Pre-operative perineural injection of dexamethasone mixed with local anesthetic in peripheral nerve blockade for orthopedic surgery has been shown to prolong the length of analgesia, improve visual analog pain scores, decrease post-operative opioid use, and decrease post-operative nausea. No study has been published to determine if this effect is a result of systemic absorption of dexamethasone or is a local effect of the drug on neuronal activity at the injection site. This study is a prospective, randomized, double-blind, controlled study to compare pain block with (1) ropivacaine and saline plus intravenous saline vs (2) ropivacaine and dexamethasone plus intravenous saline vs (3) ropivacaine and saline plus intravenous dexamethasone. Patients will be recruited sequentially and assigned to the three groups at random in equal ratios. The hypothesis is that dexamethasone injected perineurally in combination with ropivacaine for interscalene brachial plexus block will yield longer duration of sensory blockade as compared to ropivacaine alone without intravenous or perineural dexamethasone and as compared to ropivacaine and intravenous dexamethasone. This result will suggest that the effect of dexamethasone is a result of direct neuronal activity at the injection site versus systemic absorption.

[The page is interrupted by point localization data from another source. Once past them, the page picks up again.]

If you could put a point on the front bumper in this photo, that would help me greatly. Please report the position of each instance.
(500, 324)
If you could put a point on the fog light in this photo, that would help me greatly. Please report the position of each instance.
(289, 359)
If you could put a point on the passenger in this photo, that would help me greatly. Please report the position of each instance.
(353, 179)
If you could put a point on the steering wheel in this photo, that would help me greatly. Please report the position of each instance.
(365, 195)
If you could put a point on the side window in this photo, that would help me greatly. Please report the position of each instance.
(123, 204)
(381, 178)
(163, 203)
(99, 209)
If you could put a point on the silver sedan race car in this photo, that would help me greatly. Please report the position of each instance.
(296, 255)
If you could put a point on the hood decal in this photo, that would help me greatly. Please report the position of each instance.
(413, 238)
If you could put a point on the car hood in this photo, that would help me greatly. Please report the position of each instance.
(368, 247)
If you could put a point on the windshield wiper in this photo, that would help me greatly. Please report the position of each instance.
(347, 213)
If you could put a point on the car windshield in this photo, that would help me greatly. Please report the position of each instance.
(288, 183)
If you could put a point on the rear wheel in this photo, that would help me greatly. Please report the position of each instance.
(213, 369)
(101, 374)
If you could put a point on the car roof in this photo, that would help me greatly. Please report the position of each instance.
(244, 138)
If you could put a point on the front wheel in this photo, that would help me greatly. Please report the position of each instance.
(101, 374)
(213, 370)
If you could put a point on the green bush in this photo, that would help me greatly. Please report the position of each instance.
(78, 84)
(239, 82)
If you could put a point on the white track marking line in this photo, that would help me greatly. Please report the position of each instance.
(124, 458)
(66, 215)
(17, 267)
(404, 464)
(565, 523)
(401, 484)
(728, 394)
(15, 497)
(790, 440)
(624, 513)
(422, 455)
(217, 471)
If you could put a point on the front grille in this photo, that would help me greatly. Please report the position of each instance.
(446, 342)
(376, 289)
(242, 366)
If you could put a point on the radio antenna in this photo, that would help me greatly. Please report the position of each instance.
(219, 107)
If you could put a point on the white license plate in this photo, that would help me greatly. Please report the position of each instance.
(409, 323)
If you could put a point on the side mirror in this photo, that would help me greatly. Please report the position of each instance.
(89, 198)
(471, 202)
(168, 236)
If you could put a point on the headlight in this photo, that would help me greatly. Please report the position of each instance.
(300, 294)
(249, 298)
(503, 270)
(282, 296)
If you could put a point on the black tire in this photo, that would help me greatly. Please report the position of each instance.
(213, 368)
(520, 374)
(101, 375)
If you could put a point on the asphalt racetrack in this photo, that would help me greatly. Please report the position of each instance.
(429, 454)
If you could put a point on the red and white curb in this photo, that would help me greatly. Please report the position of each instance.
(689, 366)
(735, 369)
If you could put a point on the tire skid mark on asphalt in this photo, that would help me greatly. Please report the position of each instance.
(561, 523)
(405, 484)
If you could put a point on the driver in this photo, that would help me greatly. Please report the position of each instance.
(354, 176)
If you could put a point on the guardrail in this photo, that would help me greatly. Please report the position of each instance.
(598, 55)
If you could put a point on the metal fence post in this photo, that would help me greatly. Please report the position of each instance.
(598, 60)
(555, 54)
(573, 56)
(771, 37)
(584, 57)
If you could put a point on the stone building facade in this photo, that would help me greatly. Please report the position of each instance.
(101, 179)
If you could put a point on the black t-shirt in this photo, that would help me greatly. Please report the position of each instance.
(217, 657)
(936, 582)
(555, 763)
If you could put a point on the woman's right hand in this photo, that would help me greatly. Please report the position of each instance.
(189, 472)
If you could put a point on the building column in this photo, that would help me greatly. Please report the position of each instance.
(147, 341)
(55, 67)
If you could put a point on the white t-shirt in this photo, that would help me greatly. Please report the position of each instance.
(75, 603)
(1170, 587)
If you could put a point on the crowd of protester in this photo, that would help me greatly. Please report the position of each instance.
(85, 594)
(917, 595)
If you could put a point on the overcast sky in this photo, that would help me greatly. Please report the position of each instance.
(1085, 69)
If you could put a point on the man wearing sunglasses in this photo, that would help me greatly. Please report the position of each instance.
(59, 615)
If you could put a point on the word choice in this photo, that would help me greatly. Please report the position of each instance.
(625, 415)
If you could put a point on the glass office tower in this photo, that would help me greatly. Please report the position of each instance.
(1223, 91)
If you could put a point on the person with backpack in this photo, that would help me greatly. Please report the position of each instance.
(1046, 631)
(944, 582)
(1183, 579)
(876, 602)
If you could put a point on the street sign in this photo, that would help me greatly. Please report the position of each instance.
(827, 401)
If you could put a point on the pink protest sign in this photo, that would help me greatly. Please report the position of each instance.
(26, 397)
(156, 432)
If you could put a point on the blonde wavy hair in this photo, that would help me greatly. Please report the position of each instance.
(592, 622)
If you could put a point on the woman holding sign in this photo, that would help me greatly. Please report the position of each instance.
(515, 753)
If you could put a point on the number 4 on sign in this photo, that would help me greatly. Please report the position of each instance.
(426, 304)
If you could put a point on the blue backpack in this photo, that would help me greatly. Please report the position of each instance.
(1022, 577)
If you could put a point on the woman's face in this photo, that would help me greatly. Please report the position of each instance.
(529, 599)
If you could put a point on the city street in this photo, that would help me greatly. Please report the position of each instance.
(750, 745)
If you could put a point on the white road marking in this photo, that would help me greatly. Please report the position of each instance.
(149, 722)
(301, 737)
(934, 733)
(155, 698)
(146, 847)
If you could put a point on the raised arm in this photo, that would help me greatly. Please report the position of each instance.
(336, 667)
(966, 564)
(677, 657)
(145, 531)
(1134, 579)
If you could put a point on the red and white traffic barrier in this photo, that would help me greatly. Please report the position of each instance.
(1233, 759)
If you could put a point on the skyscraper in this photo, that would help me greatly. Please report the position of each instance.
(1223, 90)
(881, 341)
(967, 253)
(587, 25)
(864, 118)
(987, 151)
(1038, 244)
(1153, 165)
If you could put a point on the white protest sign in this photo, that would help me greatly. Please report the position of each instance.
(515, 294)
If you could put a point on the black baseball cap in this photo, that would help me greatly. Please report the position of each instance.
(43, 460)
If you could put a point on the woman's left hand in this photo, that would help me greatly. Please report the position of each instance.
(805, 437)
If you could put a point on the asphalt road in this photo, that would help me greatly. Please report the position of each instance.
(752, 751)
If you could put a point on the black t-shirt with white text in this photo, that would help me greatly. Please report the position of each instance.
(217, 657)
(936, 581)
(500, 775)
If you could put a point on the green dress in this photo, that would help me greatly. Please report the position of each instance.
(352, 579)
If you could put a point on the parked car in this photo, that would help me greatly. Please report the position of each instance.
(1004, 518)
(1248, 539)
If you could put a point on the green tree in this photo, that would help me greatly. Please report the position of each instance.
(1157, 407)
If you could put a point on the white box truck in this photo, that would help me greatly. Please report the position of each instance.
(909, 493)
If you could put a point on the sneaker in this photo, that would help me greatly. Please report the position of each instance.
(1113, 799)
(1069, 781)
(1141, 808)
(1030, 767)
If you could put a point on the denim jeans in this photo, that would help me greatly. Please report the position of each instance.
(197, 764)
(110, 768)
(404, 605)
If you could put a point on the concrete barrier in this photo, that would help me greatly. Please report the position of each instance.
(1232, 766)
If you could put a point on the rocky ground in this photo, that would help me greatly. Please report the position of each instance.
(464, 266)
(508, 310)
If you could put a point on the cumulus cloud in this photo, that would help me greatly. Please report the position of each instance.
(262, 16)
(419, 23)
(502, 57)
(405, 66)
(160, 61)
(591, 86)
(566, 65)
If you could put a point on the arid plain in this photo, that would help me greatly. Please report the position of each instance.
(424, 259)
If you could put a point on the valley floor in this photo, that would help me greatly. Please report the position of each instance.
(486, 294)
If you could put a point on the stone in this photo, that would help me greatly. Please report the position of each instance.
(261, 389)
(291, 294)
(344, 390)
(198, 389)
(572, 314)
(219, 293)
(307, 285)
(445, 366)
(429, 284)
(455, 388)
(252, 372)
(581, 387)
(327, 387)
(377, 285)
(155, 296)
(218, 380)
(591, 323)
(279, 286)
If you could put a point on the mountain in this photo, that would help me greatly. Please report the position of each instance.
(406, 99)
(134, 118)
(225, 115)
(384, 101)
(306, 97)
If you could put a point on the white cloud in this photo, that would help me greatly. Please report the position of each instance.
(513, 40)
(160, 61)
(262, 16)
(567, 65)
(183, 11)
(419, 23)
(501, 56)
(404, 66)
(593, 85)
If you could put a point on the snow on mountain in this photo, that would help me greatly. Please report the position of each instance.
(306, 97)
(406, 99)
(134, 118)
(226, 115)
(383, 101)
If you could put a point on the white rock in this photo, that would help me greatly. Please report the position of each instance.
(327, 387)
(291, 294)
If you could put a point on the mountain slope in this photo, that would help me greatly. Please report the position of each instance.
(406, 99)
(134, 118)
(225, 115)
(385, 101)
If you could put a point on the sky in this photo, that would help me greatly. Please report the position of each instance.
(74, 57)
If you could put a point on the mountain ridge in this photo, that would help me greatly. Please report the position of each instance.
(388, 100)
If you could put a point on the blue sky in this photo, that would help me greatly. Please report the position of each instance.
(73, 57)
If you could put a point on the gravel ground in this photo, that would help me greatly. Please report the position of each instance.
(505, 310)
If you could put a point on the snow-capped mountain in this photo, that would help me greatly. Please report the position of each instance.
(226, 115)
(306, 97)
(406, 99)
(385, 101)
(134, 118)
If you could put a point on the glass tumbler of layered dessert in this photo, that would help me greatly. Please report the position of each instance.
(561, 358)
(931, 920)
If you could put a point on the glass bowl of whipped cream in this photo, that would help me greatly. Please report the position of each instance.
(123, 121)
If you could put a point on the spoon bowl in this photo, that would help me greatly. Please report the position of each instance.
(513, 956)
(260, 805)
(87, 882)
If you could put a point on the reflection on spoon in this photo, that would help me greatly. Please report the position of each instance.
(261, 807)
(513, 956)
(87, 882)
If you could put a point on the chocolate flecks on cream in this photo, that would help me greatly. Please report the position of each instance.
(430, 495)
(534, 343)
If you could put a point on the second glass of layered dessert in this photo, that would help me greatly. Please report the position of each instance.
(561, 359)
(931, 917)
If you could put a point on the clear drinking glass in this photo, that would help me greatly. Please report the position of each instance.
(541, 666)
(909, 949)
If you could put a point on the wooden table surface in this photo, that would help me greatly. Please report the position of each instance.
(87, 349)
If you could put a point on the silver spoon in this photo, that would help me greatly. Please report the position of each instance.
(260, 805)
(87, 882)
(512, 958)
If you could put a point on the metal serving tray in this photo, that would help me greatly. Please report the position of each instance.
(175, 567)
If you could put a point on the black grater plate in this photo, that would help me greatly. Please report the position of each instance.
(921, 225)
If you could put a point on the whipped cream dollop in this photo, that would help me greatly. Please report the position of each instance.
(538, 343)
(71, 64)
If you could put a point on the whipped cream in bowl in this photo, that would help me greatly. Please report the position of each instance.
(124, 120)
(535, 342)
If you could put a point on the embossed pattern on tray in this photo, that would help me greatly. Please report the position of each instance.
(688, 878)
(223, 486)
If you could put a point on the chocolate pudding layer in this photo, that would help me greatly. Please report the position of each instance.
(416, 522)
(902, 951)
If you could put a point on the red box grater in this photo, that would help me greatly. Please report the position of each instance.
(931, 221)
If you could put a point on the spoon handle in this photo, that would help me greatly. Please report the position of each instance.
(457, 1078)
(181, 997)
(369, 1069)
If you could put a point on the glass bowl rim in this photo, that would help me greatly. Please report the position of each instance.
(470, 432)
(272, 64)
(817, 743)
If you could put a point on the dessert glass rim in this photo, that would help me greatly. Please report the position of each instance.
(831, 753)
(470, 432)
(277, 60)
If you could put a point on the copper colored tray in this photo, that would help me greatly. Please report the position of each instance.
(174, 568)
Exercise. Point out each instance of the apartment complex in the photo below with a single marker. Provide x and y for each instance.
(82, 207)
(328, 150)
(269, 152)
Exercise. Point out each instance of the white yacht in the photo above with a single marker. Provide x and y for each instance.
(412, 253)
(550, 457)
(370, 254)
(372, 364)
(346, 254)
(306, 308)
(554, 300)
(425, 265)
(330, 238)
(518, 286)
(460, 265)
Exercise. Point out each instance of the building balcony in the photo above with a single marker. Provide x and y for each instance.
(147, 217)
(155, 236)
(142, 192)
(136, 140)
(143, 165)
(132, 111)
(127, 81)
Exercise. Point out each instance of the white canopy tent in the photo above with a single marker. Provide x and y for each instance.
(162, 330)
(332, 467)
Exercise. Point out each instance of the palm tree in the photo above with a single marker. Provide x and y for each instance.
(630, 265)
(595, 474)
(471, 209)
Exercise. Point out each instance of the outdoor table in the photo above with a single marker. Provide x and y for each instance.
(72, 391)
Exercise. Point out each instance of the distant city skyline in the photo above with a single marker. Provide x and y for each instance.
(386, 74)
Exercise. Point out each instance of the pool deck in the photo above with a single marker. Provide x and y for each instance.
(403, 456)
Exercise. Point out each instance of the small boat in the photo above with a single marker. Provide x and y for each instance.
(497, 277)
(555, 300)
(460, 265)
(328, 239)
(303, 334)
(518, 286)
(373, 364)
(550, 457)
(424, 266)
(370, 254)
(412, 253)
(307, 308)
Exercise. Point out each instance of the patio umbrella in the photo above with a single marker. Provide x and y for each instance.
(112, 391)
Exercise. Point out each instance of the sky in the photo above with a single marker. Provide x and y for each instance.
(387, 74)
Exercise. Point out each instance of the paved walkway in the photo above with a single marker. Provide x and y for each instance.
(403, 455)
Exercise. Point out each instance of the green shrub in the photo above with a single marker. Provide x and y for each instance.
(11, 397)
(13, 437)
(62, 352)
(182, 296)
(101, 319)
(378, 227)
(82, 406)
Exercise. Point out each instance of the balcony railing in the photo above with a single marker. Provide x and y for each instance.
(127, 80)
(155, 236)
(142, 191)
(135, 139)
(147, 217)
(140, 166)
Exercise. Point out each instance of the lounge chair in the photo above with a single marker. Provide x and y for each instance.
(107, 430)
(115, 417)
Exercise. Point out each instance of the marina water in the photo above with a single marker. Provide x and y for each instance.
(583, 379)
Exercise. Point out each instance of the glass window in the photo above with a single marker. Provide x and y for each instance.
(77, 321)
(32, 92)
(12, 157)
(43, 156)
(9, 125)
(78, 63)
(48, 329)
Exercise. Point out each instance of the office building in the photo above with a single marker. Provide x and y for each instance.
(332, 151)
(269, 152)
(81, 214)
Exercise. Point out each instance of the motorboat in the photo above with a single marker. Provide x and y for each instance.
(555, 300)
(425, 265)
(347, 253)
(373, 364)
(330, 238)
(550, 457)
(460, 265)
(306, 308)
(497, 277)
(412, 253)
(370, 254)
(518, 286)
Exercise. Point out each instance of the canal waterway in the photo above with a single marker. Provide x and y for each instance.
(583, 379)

Who is eligible to participate?
1. Patients are either males or non-pregnant females >/=18 years old undergoing elective arthroscopic rotator cuff repair by one of two surgeons highly experienced in the procedure.
2. Patients are either: Opioid naïve; or Have not taken opiates for one month prior to surgery (tramadol is permissible).
3. Patients have an American Society of Anesthesiology physical status I-III.
1. Females who are pregnant.
2. Patients who are taking chronic daily opiates for one month prior to surgery except tramadol.
3. Diabetic patients.
4. Patients with creatinine above 1.1mg/dL for females and above 1.3mg/dL for males.
5. Patients with contralateral pneumothorax or diaphragmatic paralysis.
6. Patients with coagulopathy.
7. Patients with clinically significant previous nerve injury in surgical extremity.
8. Patients with an allergy to NSAIDs.
9. Patients who are refusing a block.
10. Patients with a contraindication to ropivacaine, dexamethasone, or interscalene block due to other medical condition such as severe COPD.